Show Notes
- Amazon USA Store: https://www.amazon.com/dp/B0012FK22S?tag=9natree-20
- Amazon Worldwide Store: https://global.buys.trade/The-Inner-Game-of-Tennis-W-Timothy-Gallwey.html
- Apple Books: https://books.apple.com/us/audiobook/the-inner-game-of-tennis-the-classic-guide-to/id1418798865?itsct=books_box_link&itscg=30200&ls=1&at=1001l3bAw&ct=9natree
- eBay: https://www.ebay.com/sch/i.html?_nkw=The+Inner+Game+of+Tennis+W+Timothy+Gallwey+&mkcid=1&mkrid=711-53200-19255-0&siteid=0&campid=5339060787&customid=9natree&toolid=10001&mkevt=1
- Shopee: https://asia.buys.trade/shopee_The-Inner-Game-of-Tennis-W-Timothy-Gallwey.html
- Lazada: https://asia.buys.trade/lazada_The-Inner-Game-of-Tennis-W-Timothy-Gallwey.html
- Tiktok: https://asia.buys.trade/tiktok_The-Inner-Game-of-Tennis-W-Timothy-Gallwey.html
- Baca selengkapnya: https://indonesia.9natree.com/read/B0012FK22S/
#Permainanbatin #Self1danSelf2 #Potensidikurangigangguan #Kesadarantanpamenghakimi #Konsentrasirileks #TheInnerGameofTennis
The Inner Game of Tennis karya W. Timothy Gallwey adalah buku psikologi performa dan panduan pembelajaran keterampilan yang memakai tenis sebagai medan utamanya.

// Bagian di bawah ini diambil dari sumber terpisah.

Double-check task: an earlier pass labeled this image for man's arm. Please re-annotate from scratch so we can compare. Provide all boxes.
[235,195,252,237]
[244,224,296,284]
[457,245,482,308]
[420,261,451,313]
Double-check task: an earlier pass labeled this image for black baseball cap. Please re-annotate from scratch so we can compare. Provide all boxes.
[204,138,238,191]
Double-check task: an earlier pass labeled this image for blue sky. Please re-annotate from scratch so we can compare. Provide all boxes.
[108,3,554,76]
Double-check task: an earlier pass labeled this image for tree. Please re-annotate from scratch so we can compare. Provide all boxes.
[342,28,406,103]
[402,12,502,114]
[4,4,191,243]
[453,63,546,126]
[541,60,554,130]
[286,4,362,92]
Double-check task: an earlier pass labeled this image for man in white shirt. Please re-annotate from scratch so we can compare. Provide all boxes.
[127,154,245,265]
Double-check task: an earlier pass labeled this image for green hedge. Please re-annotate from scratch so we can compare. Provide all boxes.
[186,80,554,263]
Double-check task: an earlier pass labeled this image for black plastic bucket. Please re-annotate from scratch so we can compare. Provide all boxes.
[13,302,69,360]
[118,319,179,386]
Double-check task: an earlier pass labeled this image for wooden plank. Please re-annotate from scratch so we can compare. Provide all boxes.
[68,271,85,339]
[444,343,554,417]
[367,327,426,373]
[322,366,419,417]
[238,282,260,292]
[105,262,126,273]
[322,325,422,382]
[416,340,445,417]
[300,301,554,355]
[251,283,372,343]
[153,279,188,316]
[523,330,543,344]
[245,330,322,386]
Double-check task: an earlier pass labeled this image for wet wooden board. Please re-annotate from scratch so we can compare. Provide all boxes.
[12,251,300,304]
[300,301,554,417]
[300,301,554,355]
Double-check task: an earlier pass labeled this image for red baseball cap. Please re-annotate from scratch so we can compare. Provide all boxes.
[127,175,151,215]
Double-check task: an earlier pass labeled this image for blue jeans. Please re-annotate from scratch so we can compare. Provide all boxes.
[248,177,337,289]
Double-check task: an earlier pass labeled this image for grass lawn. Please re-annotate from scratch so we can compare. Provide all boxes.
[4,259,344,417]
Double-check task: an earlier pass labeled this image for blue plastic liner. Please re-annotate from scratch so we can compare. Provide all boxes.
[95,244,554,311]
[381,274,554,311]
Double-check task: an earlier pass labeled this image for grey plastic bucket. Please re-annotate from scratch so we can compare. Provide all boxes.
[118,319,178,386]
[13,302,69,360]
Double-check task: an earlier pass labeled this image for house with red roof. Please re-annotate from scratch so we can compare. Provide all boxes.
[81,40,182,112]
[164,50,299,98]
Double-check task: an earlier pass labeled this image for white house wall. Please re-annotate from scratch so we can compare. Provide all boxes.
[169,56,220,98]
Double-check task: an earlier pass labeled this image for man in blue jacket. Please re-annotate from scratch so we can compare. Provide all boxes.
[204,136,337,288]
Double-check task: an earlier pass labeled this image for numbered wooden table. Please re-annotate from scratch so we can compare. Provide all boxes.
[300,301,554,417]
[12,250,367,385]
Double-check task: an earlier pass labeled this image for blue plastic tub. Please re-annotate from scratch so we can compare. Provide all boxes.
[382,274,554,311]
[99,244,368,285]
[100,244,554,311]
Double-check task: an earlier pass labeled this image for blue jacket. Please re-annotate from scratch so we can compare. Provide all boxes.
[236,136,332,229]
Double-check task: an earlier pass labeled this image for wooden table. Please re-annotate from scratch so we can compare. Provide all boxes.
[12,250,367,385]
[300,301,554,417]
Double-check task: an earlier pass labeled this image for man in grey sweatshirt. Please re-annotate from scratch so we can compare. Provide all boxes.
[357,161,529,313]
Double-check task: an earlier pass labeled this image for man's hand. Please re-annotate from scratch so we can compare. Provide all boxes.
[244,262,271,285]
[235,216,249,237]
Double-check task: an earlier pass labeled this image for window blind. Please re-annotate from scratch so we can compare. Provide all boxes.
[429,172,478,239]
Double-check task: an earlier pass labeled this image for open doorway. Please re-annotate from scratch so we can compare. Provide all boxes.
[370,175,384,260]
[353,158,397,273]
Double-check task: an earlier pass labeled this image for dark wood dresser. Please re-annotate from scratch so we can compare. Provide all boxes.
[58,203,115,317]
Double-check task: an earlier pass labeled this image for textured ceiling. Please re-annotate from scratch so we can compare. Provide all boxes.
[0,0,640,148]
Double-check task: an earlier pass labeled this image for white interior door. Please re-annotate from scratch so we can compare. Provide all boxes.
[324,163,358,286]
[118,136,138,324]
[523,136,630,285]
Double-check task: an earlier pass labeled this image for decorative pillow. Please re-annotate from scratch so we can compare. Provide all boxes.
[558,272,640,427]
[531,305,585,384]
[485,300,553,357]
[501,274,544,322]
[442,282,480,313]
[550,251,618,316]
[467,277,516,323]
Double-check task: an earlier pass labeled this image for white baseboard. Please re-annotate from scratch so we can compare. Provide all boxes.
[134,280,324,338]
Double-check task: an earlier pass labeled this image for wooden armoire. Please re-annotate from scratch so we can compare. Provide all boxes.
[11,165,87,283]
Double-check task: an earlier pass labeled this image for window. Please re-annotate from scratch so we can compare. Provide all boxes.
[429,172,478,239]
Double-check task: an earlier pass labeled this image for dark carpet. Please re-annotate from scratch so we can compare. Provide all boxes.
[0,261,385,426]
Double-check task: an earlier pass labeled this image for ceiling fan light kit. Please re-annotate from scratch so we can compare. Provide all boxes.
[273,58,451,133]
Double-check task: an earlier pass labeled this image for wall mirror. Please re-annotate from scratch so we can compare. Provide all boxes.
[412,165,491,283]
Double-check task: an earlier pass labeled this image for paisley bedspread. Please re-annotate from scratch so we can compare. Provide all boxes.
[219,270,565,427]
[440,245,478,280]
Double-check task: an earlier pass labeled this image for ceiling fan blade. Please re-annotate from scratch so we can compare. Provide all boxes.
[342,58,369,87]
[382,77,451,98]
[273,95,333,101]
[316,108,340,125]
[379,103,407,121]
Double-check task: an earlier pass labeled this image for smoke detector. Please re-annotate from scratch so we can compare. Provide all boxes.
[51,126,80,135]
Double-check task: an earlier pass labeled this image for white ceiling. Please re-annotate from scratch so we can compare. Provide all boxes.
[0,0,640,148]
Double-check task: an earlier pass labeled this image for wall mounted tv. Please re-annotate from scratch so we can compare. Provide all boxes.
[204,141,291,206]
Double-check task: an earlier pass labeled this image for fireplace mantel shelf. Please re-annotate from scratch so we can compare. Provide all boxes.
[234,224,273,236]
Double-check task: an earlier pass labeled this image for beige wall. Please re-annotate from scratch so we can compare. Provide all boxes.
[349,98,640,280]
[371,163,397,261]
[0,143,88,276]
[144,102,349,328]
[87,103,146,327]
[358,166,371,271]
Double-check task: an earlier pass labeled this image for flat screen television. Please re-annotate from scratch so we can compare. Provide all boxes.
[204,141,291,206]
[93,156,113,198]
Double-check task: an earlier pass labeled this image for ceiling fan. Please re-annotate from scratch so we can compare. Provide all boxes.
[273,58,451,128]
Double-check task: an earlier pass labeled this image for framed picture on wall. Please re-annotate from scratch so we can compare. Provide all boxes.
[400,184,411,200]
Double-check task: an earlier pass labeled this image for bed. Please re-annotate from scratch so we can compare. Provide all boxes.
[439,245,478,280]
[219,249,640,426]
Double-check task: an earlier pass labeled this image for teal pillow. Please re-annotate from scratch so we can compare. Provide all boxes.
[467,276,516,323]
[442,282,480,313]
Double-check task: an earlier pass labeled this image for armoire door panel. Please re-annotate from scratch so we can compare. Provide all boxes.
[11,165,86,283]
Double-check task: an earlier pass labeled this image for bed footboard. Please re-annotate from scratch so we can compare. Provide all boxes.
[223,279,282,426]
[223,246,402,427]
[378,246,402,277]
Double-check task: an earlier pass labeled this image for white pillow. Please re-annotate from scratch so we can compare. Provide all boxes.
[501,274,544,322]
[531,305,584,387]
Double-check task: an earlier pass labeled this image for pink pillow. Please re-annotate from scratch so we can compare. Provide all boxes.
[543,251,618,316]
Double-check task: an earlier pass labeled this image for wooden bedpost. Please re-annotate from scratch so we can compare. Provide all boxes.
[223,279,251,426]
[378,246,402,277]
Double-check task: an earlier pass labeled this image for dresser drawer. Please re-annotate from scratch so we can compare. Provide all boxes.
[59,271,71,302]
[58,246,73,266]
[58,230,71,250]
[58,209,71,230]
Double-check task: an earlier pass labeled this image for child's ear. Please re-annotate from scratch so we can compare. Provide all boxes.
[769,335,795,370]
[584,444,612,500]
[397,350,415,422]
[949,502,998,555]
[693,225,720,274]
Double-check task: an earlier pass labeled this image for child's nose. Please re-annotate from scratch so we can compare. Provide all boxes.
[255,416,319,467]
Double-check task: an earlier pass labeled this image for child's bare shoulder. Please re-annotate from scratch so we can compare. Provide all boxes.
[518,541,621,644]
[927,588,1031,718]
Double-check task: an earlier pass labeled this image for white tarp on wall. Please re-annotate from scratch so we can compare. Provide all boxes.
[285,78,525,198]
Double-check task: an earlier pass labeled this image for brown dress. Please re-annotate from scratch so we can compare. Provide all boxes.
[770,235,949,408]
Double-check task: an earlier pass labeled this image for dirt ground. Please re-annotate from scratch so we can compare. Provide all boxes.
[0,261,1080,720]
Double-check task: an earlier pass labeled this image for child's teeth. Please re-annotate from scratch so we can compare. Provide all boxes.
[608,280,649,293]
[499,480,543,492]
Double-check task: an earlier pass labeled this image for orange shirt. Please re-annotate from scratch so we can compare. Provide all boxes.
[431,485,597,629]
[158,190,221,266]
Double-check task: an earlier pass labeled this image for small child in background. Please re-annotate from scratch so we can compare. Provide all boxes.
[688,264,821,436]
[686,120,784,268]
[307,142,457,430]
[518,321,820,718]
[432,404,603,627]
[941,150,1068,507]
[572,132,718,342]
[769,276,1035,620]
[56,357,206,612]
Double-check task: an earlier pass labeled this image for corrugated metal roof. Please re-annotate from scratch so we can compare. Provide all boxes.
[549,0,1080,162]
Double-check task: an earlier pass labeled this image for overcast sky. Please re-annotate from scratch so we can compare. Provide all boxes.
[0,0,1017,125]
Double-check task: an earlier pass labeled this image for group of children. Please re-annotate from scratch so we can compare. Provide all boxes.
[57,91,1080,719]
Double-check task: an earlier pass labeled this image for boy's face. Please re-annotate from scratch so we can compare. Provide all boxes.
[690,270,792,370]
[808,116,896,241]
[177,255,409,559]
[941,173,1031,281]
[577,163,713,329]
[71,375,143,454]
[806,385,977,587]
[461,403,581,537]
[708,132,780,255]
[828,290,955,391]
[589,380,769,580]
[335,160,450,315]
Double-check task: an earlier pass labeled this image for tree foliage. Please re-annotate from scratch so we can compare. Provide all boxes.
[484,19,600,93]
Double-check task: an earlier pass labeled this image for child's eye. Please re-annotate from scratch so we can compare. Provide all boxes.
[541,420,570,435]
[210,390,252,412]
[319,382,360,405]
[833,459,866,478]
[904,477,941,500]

Pertama kali terbit pada dekade 1970 an, buku ini menantang anggapan bahwa peningkatan permainan terutama datang dari semakin banyaknya instruksi teknis. Gallwey berpendapat bahwa seorang pemain juga menjalani permainan batin, yaitu pergulatan melawan rasa ragu, ketegangan, penilaian diri, dan pikiran yang terlalu mengontrol gerakan. Tujuan bukunya bukan menggantikan latihan teknik tenis, melainkan menjelaskan cara mengurangi gangguan mental agar kemampuan yang telah dimiliki dapat muncul lebih bebas. Melalui contoh latihan di lapangan, ia mengajak pembaca mengamati bola, tubuh, dan hasil pukulan secara saksama tanpa segera memberi label baik atau buruk. Pendekatan ini kemudian berpengaruh jauh di luar olahraga, terutama dalam coaching, pekerjaan, musik, dan pembelajaran. Intinya, Gallwey menawarkan cara berlatih yang menempatkan perhatian, kepercayaan pada tubuh, dan kesadaran nonmenghakimi sebagai fondasi performa puncak.